注目第33回試験受験申請学科対策論述面接ロールプレイAIと雇用2026年(令和8年)7月10日 金曜日創刊号
研鑽面

資格取得1年目の歩き方——実務経験ゼロからの小さな一歩

現場のキャリア支援📖 約2分で読めます2026年7月10日 公開(創刊号

試験に合格し、登録を済ませ、名刺に「キャリアコンサルタント」と書けるようになった。ところが、肝心の面談をする機会がない——資格取得1年目の方から、最もよく聞く悩みです。実務経験がないから仕事が来ない、仕事が来ないから経験が積めない。この循環の前で立ち止まってしまう気持ちは、よく分かります。

けれども、この1年目を経てきた先輩たちの歩みを見ていると、共通しているのは「大きな一歩」ではなく「小さな一歩の数」です。1年目にできることを、順に挙げてみます。
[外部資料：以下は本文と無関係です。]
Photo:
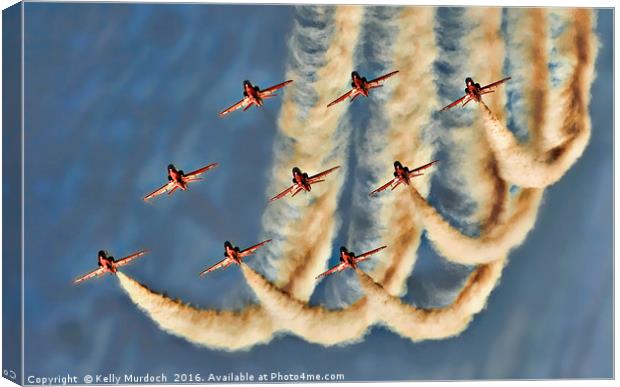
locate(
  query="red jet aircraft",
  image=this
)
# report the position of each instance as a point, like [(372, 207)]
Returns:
[(349, 259), (473, 91), (402, 175), (301, 182), (360, 86), (253, 95), (233, 255), (107, 264), (178, 179)]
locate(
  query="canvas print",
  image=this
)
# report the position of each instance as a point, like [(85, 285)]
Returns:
[(211, 193)]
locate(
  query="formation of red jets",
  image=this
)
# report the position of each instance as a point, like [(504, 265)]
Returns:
[(254, 95)]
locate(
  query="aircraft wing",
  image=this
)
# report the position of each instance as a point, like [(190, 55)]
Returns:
[(271, 89), (221, 264), (159, 191), (92, 274), (453, 104), (125, 260), (423, 167), (234, 107), (201, 170), (383, 187), (316, 177), (366, 255), (378, 80), (282, 194), (252, 250), (340, 267), (491, 85), (341, 98)]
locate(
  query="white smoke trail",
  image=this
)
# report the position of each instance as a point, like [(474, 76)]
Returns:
[(314, 324), (314, 142), (284, 310), (424, 324), (522, 165), (496, 241), (409, 118), (228, 330)]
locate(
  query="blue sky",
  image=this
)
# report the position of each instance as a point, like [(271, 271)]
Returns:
[(115, 92)]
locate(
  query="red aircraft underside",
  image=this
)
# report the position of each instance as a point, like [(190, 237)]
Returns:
[(402, 175), (233, 255), (109, 265), (253, 95), (349, 260), (360, 86), (302, 182), (474, 92), (179, 180)]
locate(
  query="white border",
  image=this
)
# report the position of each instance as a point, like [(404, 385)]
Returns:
[(518, 3)]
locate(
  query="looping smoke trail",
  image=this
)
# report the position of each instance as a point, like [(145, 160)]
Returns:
[(409, 117), (315, 141), (228, 330), (493, 242), (520, 164), (295, 316), (437, 323), (284, 308), (477, 172)]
練習を止めないこと。 試験が終わるとロールプレイから離れてしまいがちですが、面談の技能は使わなければ薄れていきます。勉強会や練習会に参加する、仲間と月1回の練習を続ける。実務の機会が来たときに応えられる状態を保っておくことが、1年目の土台です。試験のためではない練習は、評価から自由なぶん、自分の課題に正面から向き合える時間にもなります。

いまいる場所で聴くこと。 面談室だけが実践の場ではありません。職場の後輩の相談、同僚の雑談まじりの悩み、家族や友人の話。「アドバイスせずに、まず聴く」を日常で実践する機会は、探せば毎日あります。資格が変えるのは肩書きだけでなく、日々の聴き方そのものであってよいはずです。

小さな役割を引き受けること。 地域の勉強会の運営手伝い、支援機関の補助的な役割、経験者の隣で学べる機会。報酬や規模で選ばず、「面談の現場に近づけるか」で選ぶと、1年目の選択は変わってきます。そこで出会った人のつながりが、次の機会を運んでくることも少なくありません。

学びの記録を残すこと。 練習で気づいたこと、読んだ本、参加した会。1年分の記録は、自分の成長の証であると同時に、いずれ実務に就いたときの財産になります。振り返ったときに「何もしていない1年ではなかった」と自分で確かめられることは、思いのほか大きな支えになります。

1年目に華々しい実績は要りません。練習を続けている、聴き方が変わってきた、仲間ができた——それで十分に前進しています。焦りを感じる日もあると思いますが、資格取得はゴールではなく、長い実践の一歩目です。共に、ゆっくり歩いていきましょう。